Senate President Pro Tem Phil Berger said a lot to hearten conservatives at his press conference today — yet it was also clear that challenges remain.
He said the state budget was in much better shape than two years ago. But he declined to predict a surplus. He said lawmakers were shooting for a budget with a lower bottom line.
Looming over this scenario, however, is Medicaid spending, especially possible increases mandated by the Obamacare health care overhaul. “We are having a great deal of difficulty understanding how, in a program that at its current level ended up with overruns in the hundreds of millions of dollars, we can reasonable afford to expand that program,” he said. At another point, he expressed doubts about whether federal officials are supplying NC with timely and accurate information about the program.
Moreover, he said that neighboring states are unlikely to expand their Medicaid programs, so if NC does, that might draw people here to swell the rolls further.

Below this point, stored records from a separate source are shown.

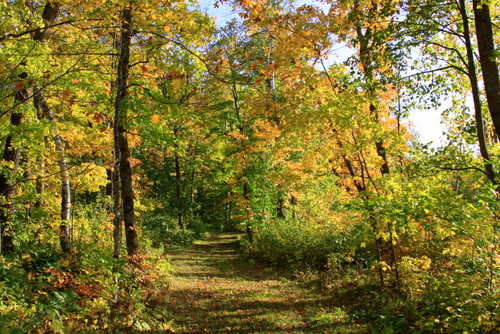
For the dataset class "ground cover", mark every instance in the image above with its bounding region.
[168,233,368,333]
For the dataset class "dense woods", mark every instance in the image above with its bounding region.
[0,0,500,333]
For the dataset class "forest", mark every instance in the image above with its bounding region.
[0,0,500,333]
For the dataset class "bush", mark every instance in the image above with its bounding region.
[141,216,196,247]
[249,219,347,269]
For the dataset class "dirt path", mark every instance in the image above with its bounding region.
[169,234,367,334]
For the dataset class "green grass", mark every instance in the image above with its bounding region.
[169,234,368,334]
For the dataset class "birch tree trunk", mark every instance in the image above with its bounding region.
[33,86,71,253]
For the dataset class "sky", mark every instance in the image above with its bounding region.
[194,0,446,147]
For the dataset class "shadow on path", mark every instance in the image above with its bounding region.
[168,233,367,333]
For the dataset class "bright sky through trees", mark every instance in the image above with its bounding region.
[199,0,446,146]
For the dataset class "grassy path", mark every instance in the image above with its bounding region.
[169,234,367,334]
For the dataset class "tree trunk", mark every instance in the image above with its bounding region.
[472,0,500,136]
[174,151,185,230]
[115,8,139,255]
[33,87,71,253]
[0,111,24,254]
[459,0,496,184]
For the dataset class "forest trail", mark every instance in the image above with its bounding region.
[168,233,367,334]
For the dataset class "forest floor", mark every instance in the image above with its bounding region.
[168,233,368,334]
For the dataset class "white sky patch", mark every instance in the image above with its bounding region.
[194,0,446,147]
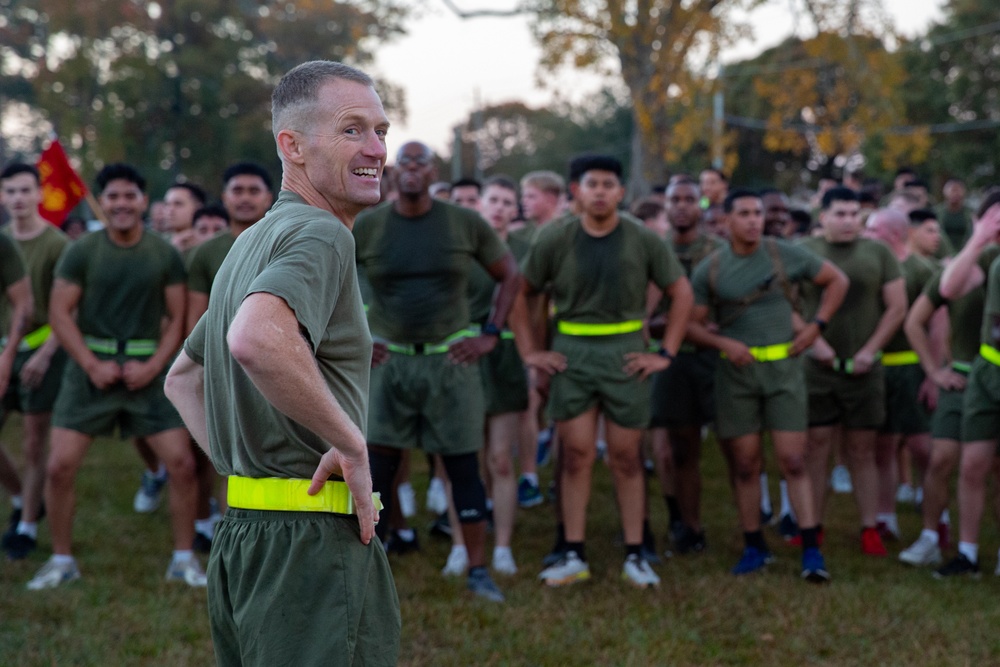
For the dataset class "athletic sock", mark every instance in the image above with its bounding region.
[760,472,773,514]
[958,542,979,563]
[17,521,38,540]
[743,530,767,551]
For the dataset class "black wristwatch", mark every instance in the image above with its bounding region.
[479,322,500,338]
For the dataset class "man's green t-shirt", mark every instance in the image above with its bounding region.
[691,239,823,347]
[883,253,935,352]
[354,200,507,343]
[56,231,185,340]
[184,190,372,479]
[521,217,684,324]
[188,231,236,294]
[800,236,902,359]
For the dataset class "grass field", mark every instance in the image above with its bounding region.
[0,420,1000,666]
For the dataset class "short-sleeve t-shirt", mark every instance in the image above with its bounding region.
[354,200,507,343]
[521,217,684,324]
[56,231,185,340]
[800,236,902,359]
[184,190,372,479]
[884,253,936,352]
[691,239,823,346]
[188,231,236,294]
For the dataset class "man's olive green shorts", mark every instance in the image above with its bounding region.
[208,508,400,667]
[649,350,719,428]
[805,358,885,429]
[962,357,1000,442]
[879,364,931,435]
[479,338,528,415]
[3,348,68,415]
[548,333,651,429]
[368,353,485,456]
[715,358,808,439]
[52,354,184,438]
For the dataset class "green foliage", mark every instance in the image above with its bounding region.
[0,0,407,195]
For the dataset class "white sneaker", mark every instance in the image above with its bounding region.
[622,554,660,588]
[396,482,417,518]
[830,466,854,493]
[28,557,80,591]
[493,547,517,574]
[166,556,208,588]
[441,547,469,577]
[896,484,917,503]
[538,551,590,586]
[899,533,941,567]
[427,477,448,514]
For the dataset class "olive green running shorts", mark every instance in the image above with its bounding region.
[368,353,485,456]
[805,358,885,429]
[3,348,69,415]
[479,338,528,415]
[548,333,651,429]
[52,354,184,438]
[962,357,1000,442]
[879,364,931,435]
[208,508,400,667]
[715,357,808,439]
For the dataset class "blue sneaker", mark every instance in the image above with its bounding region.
[517,477,545,509]
[802,547,830,584]
[732,547,774,576]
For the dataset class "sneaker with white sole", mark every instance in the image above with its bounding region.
[899,533,941,567]
[28,557,80,591]
[166,556,208,588]
[132,470,167,514]
[622,554,660,588]
[538,551,590,586]
[493,547,517,574]
[441,547,469,577]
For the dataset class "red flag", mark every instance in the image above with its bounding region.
[38,139,87,225]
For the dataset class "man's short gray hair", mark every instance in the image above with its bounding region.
[271,60,375,137]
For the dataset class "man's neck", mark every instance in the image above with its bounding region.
[11,214,49,241]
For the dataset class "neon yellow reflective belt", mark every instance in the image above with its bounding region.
[558,320,642,336]
[979,343,1000,366]
[720,343,792,361]
[83,336,158,357]
[882,350,920,366]
[227,475,382,514]
[385,328,479,356]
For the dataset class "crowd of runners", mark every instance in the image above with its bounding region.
[0,109,1000,601]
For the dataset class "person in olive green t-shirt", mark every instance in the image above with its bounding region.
[354,142,518,602]
[801,188,906,556]
[512,156,692,587]
[0,218,32,560]
[28,164,205,590]
[935,191,1000,577]
[0,164,69,560]
[688,190,847,583]
[167,61,400,665]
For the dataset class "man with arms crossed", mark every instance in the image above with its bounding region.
[167,61,400,665]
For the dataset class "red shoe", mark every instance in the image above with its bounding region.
[861,528,889,556]
[788,528,825,547]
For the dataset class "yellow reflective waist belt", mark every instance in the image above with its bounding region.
[0,324,52,352]
[720,343,792,361]
[882,350,920,366]
[979,343,1000,366]
[557,320,642,336]
[227,475,382,514]
[385,327,479,356]
[83,336,158,357]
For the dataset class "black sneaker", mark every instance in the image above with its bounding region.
[674,526,708,556]
[4,533,38,560]
[934,554,979,579]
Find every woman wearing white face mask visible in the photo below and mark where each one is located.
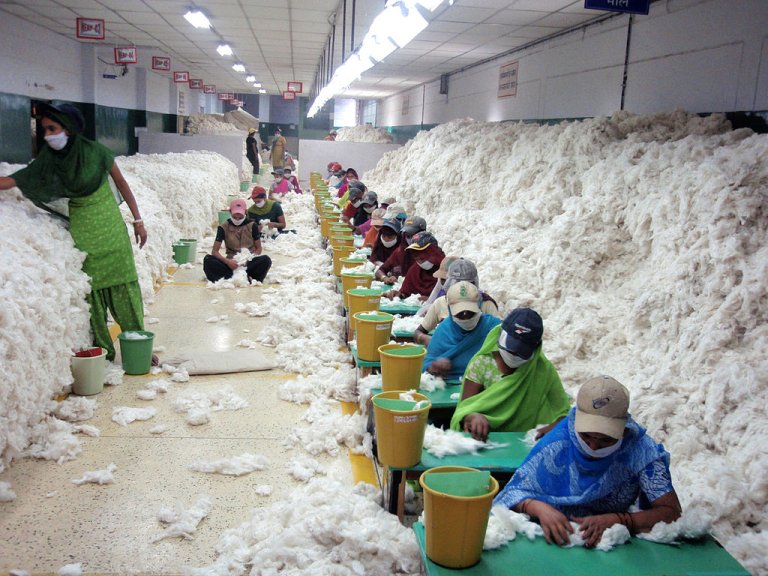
[451,308,570,441]
[494,376,681,548]
[247,186,285,230]
[422,282,501,382]
[0,99,156,360]
[203,198,272,282]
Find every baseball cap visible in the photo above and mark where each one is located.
[574,376,629,440]
[403,216,427,236]
[406,232,437,250]
[432,256,459,280]
[445,282,480,316]
[229,198,246,216]
[499,308,544,360]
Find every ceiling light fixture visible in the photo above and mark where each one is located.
[184,10,211,28]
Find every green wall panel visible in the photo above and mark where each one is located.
[0,93,32,164]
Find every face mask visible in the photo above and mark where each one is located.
[453,314,480,332]
[575,432,623,458]
[499,347,530,368]
[45,130,69,150]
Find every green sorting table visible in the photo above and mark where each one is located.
[387,432,528,516]
[413,522,749,576]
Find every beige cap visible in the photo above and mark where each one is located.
[445,282,480,316]
[574,376,629,440]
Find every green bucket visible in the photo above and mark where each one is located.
[117,330,155,374]
[173,242,192,264]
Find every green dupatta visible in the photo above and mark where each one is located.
[11,113,115,202]
[451,325,570,432]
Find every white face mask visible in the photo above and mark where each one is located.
[576,432,624,458]
[45,130,69,150]
[499,347,530,368]
[453,314,480,332]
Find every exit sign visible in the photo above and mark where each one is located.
[584,0,651,15]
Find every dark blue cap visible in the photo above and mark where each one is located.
[499,308,544,360]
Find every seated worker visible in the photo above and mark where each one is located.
[203,198,272,282]
[363,208,386,248]
[493,376,682,548]
[283,166,304,194]
[382,232,445,300]
[269,168,293,202]
[247,186,285,232]
[422,282,501,381]
[368,220,401,266]
[413,256,499,346]
[451,308,570,441]
[375,216,427,284]
[351,190,379,234]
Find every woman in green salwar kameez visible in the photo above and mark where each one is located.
[0,104,147,360]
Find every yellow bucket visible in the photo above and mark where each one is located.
[420,466,499,568]
[380,344,427,392]
[371,392,432,470]
[346,288,381,331]
[341,272,373,309]
[333,246,355,276]
[351,312,395,362]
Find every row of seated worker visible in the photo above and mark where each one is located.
[318,163,681,547]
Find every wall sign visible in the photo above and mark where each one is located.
[77,18,106,40]
[584,0,651,15]
[152,56,171,72]
[496,60,520,98]
[115,46,138,64]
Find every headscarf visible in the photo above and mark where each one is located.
[422,314,501,381]
[11,108,115,202]
[494,408,673,517]
[450,326,570,432]
[400,242,445,298]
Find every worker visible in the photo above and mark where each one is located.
[423,281,501,382]
[451,308,570,442]
[494,376,682,548]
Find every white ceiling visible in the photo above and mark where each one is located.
[0,0,605,99]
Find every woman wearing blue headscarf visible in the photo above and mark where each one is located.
[494,376,681,547]
[422,282,501,381]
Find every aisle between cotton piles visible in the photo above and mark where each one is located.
[0,250,351,574]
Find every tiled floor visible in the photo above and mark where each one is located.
[0,250,364,574]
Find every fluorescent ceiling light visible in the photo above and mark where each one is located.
[184,10,211,28]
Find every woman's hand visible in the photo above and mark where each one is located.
[464,412,491,442]
[133,221,147,248]
[573,514,620,548]
[526,500,572,546]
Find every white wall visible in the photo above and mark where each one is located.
[377,0,768,126]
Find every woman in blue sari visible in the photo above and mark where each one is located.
[494,376,681,547]
[422,282,501,381]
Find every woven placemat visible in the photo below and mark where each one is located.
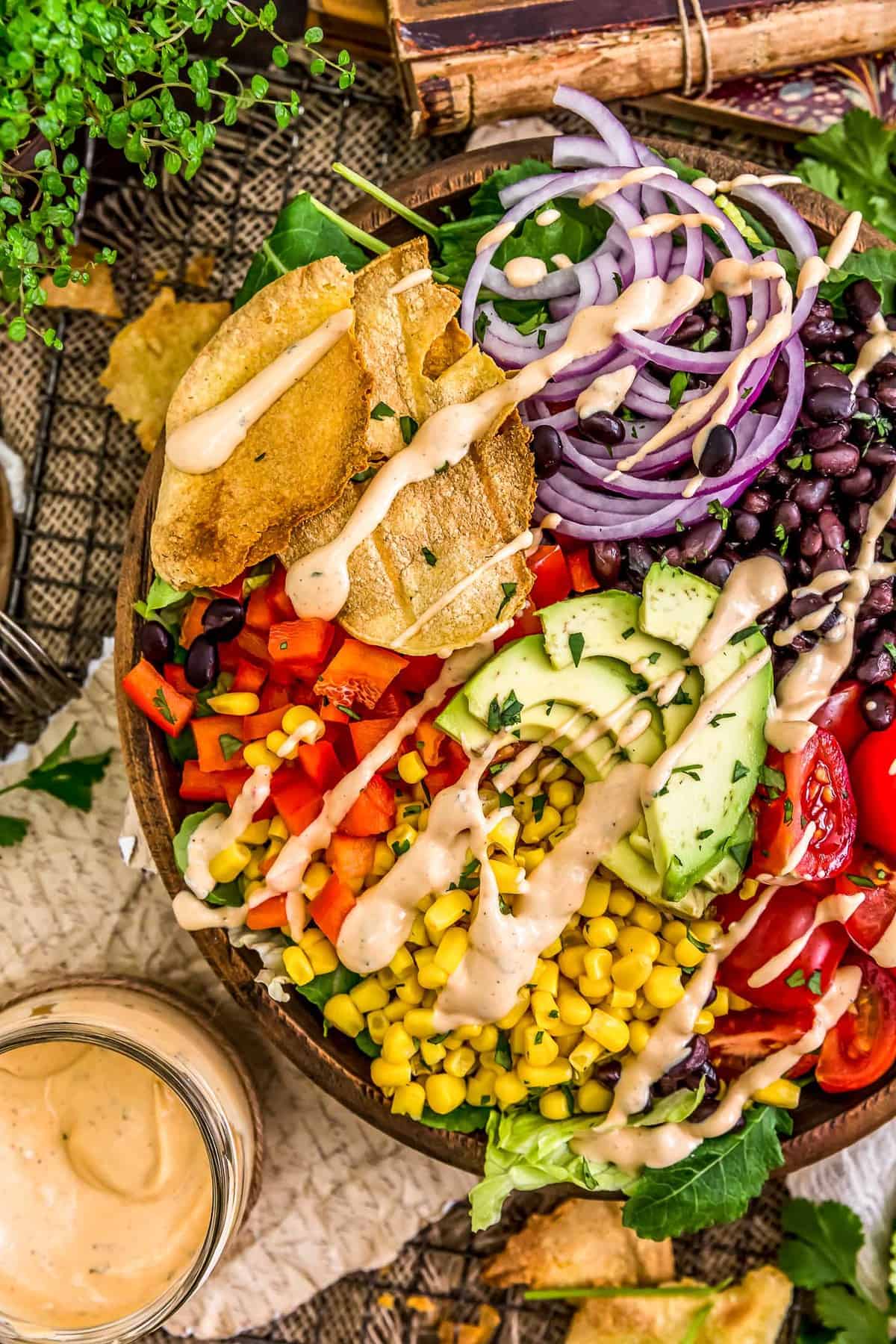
[0,55,783,1344]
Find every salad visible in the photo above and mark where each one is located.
[124,89,896,1236]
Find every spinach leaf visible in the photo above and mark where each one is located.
[234,191,370,308]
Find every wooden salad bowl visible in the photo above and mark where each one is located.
[116,131,896,1173]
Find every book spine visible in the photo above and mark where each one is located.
[392,0,896,136]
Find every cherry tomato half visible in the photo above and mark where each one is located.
[753,729,859,882]
[852,723,896,857]
[815,951,896,1092]
[709,1005,812,1078]
[716,886,849,1013]
[812,682,868,756]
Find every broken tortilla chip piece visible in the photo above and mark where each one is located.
[567,1265,792,1344]
[100,281,230,453]
[482,1199,674,1287]
[282,411,535,655]
[152,257,371,588]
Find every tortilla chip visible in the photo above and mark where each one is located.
[482,1199,674,1287]
[567,1265,792,1344]
[282,411,535,655]
[100,281,230,453]
[152,257,371,588]
[40,243,122,317]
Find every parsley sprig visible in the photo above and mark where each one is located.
[0,723,111,848]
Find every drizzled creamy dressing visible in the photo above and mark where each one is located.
[691,555,787,668]
[165,308,355,474]
[385,266,432,294]
[747,892,865,989]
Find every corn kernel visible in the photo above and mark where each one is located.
[524,1023,559,1065]
[610,951,653,989]
[575,1080,612,1116]
[324,995,364,1038]
[380,1021,415,1065]
[208,691,259,718]
[676,938,706,969]
[629,1021,650,1055]
[516,1057,572,1087]
[523,803,561,844]
[494,1074,529,1110]
[421,1032,447,1068]
[426,1074,466,1116]
[208,840,251,882]
[371,1059,411,1087]
[392,1083,426,1119]
[466,1068,497,1106]
[548,780,575,812]
[538,1087,572,1119]
[423,891,473,942]
[516,845,547,874]
[582,1008,629,1055]
[585,915,619,948]
[607,887,635,919]
[284,948,318,998]
[752,1078,799,1110]
[398,751,427,783]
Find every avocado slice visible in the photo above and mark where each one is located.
[540,588,703,746]
[641,564,774,902]
[435,635,665,783]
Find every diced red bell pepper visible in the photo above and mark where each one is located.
[121,659,193,738]
[395,653,444,692]
[180,597,211,649]
[348,719,398,770]
[308,874,355,944]
[314,640,407,709]
[526,546,572,610]
[267,615,335,664]
[246,588,274,635]
[231,659,267,695]
[193,714,244,771]
[271,762,324,835]
[341,774,395,836]
[298,738,344,793]
[246,897,286,929]
[567,546,600,593]
[326,830,376,891]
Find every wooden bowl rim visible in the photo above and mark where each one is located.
[116,128,896,1175]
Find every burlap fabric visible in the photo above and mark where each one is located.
[0,60,800,1344]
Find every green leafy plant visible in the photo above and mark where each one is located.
[0,723,111,848]
[0,0,355,348]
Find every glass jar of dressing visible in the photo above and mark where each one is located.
[0,978,262,1344]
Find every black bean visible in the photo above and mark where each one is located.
[591,541,622,586]
[771,500,802,532]
[844,279,880,326]
[700,425,738,476]
[859,682,896,732]
[700,555,735,588]
[791,476,834,514]
[203,597,246,644]
[579,411,626,447]
[184,635,219,691]
[839,467,874,500]
[806,420,849,453]
[731,508,762,541]
[140,621,175,668]
[532,425,563,481]
[740,488,771,514]
[812,444,861,476]
[679,517,726,563]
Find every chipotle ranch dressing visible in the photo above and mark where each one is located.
[0,1042,212,1331]
[165,308,355,474]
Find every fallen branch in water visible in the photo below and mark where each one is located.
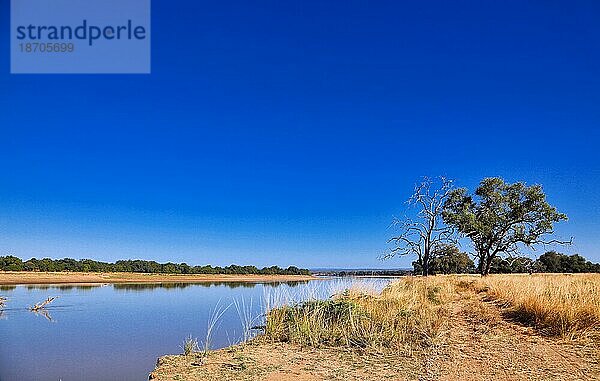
[29,297,57,312]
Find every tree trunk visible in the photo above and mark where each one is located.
[481,253,494,276]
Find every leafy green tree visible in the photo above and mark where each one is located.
[0,255,25,271]
[443,177,567,275]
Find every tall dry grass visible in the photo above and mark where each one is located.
[474,274,600,338]
[264,278,454,350]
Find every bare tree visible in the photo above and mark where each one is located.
[383,177,457,276]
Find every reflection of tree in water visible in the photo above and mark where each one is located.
[0,296,6,319]
[21,284,102,291]
[112,281,309,291]
[31,308,54,322]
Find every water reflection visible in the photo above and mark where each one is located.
[112,281,309,291]
[0,279,389,381]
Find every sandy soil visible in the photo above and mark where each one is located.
[0,271,322,285]
[150,286,600,381]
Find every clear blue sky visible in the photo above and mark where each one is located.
[0,0,600,267]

In short, as the Tar Heel State gets its own finances in order, Uncle Sam threatens to drop more expenses on to the state ledgers — to an amount no one can now assess, but surely will be in the hundreds of millions of dollars.
On tax reform, he said the legislature would pass a package, up to eliminating the income taxes. But he alluded to several proposals being discussed, so only time will tell which will be the front runner, and if it can get legislators to rally behind it.
His remarks also touched on the issue is about fairness: moving from income to consumption taxes is about the fair allocation of the costs of government, especially in regard to basing taxes on the economy of 2013, not 1933. Taxing services, as at least one reform plan would do, is more realistic and fair to the North Carolinians of today.
He was questioned about some details, and when asked for the rationale behind them, he replied simply that the rationale was: “No tax on income.”
Backers of this plan should be wary of being lured into the weeds of this debate. That’s what it’s really about: “No tax on income.” That should be conservatives’ mantra in the months ahead: “no tax on income.”
As he mentioned at one time, there’s an adage that politics is the art of the possible. It is entirely possible the General Assembly will take major steps to improve the state’s economy. Doing so will require the strength to persevere and get things done.